Regarding your SMART error:
Seems to mean that smartctl cannot send native NVMe admin commands to the drive.
This can happen when the NVMe is not directly exposed to the OS, such as:
the system is running inside a VM without full NVMe passthrough
the NVMe is behind a RAID/HBA that abstracts the device
the NVMe is inside a USB enclosure
a driver/compatibility issue prevents direct NVMe access
I think, this does not necessarily mean the drive is failing, but seems to indicate a limitation of the way the device is connected.
If you can share more specific your hardware / software and attachment method, people here maybe can give more accurate guidance.
EDIT: typical typo…
bad spellers of the World: UNTIE !
The Beelink is a very compact device, and the 6 NVMe slots are most likely connected through one or more PCIe switches/expanders. Compact designs like this can cause hardware-level problems that show up in TrueNAS as disk dropouts or SMART errors.
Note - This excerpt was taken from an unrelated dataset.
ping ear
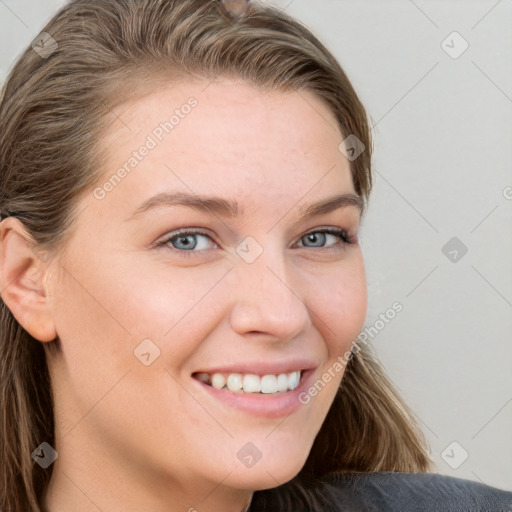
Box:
[0,217,57,341]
Six Crucial P310 SSDs can also generate a lot of heat, and thermal throttling or even brief thermal shutdowns can make a drive disappear for a moment.
Power-rail limits (3.3V spikes) are another possibility in such a small system.
According to your screenshots all drives are currently online.
like @Fleshmauler mentioned, can you access SMART data from the other NVMe devices via smartctl?
To see what ZFS thinks happened, run:
zpool status -v Pool_6SSDs_x_4TB
AFAIK TrueNAS does not clear the degraded state automatically, so after verifying everything looks healthy, you can try to reset the error counters with:
zpool clear Pool_6SSDs_x_4TB
What’s odd is that the device ran fine for about a month. That usually points to an intermittent thermal or power issue that appears only under certain workloads or temperatures.
Could happen again…
EDIT:
Sorry… I looked at the screenshot again and I can see that nvme0n1 is marked as “removed.”
The first thing you should try is simply bringing the drive back online, ideally through the GUI
If the system still detects the NVMe device, this should reattach it to the pool and start a resilver. If the “Online” option does not appear, the disk may not be detected at the hardware level, which would point to a different issue…(maybe with the disk itself)
This “may” be part of the problem. I understand the company was replacing those units that had power issues. This could be your issue, but I do not have one of these devices so I can’t really say.